In Bologna ragù alla bolognese is customarily paired and served with tagliatelle, made with eggs and northern Italy’s soft wheat flour. Acceptable alternatives to fresh tagliatelle include other broad flat pasta shapes, such as pappardelle or fettuccine, and tube shapes, such as rigatoni and penne.
Gruppo Virtuale Cuochi Italiani (GVCI), an international organization and network of culinary professionals dedicated to authentic Italian cuisine, annually organizes and promotes an "International Day of Italian Cuisines" (IDIC). In 2010 tagliatelle al ragu alla bolognese was the official dish for IDIC. The event, held on January 17, 2010, included participation by 450 professional chefs in 50 countries who prepared the signature dish according to “an authentic” recipe provided by chef Mario Caramella. Media coverage was broad internationally, but reports often incorrectly identified the recipe followed as that of l'Accademia Italiana della Cucina, and some included stock photographs of spaghetti Bolognese.
So-called spaghetti alla bolognese (also variously known as spaghetti bolognese, esparguete à bolonhesa, spaghetti bolognaise and colloquially in Commonwealth countries as spag bol) is a pasta dish invented outside of Italy, consisting of a meat sauce served on a bed of spaghetti. The sauce is commonly prepared from ground beef, tomato, onion, bacon, spices, possibly cream and additional vegetables such as carrots, celery, or parsnip. The dish is often topped with a sprinkling of grated Parmigiano cheese. Although spaghetti alla bolognese is very popular in various countries outside of Italy, ragù is not served with spaghetti in Bologna (or elsewhere in Italy), as the pieces of meat do not adhere well to this kind of pasta.
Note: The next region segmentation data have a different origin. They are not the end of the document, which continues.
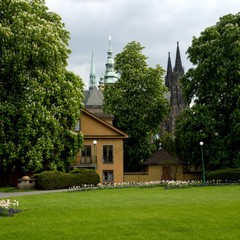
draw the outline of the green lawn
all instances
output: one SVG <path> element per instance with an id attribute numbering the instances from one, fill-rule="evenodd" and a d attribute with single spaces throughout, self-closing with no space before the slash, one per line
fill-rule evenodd
<path id="1" fill-rule="evenodd" d="M 238 240 L 240 186 L 108 189 L 15 198 L 0 239 Z"/>

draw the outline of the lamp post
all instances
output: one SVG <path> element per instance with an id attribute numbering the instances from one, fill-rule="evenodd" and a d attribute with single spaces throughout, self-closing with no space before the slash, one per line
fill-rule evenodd
<path id="1" fill-rule="evenodd" d="M 205 178 L 205 166 L 204 166 L 204 157 L 203 157 L 203 145 L 204 145 L 204 143 L 201 141 L 199 143 L 199 145 L 201 147 L 201 153 L 202 153 L 202 171 L 203 171 L 203 173 L 202 173 L 202 181 L 203 181 L 203 184 L 205 185 L 206 178 Z"/>
<path id="2" fill-rule="evenodd" d="M 96 170 L 96 165 L 97 165 L 97 154 L 96 154 L 97 140 L 93 140 L 93 146 L 94 146 L 94 168 Z"/>

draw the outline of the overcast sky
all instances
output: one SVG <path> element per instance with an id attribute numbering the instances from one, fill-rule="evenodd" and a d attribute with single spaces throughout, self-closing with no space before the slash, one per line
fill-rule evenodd
<path id="1" fill-rule="evenodd" d="M 46 4 L 70 32 L 68 69 L 82 78 L 85 89 L 92 51 L 97 81 L 105 71 L 109 35 L 114 55 L 137 41 L 145 47 L 148 64 L 165 70 L 168 52 L 175 63 L 179 41 L 186 71 L 191 64 L 185 53 L 193 36 L 215 25 L 221 16 L 240 12 L 239 0 L 46 0 Z"/>

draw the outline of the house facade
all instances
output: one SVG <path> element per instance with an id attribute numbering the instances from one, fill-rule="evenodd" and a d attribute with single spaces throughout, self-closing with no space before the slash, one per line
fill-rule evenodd
<path id="1" fill-rule="evenodd" d="M 83 110 L 76 131 L 83 134 L 83 147 L 71 167 L 95 169 L 101 183 L 123 182 L 123 141 L 127 135 L 111 123 Z"/>

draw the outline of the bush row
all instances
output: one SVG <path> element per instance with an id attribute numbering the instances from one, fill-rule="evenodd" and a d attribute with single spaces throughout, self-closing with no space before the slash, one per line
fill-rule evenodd
<path id="1" fill-rule="evenodd" d="M 221 180 L 222 182 L 240 181 L 240 168 L 226 168 L 207 173 L 207 180 Z"/>
<path id="2" fill-rule="evenodd" d="M 63 173 L 58 171 L 45 171 L 35 174 L 36 188 L 43 190 L 63 189 L 72 186 L 92 184 L 96 186 L 100 182 L 100 177 L 95 171 L 73 171 Z"/>

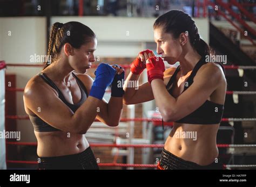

In recent decades, the dish has become very popular in France, Libya, Germany, Austria, Hungary, Sweden, Finland, Denmark and Norway, especially among children. It is called spaghetti med köttfärssås, in Swedish; spaghetti ja jauhelihakastike, in Finnish; spaghetti med kødsovs in Danish; bolognai spagetti in Hungarian; and spaghetti og kjøttdeig in Norwegian; or simply bolognese. Most of these dishes have ground beef and grated cheese as the main ingredient, other ingredients can vary or even be omitted.
A version of this dish is popular in the United Kingdom, Republic of Ireland and Australia where it is often referred to as spag bol or spag bog. In the United States, the term "bolognese" is sometimes applied to a tomato-and-ground-beef sauce that bears little resemblance to the ragù served in Bologna.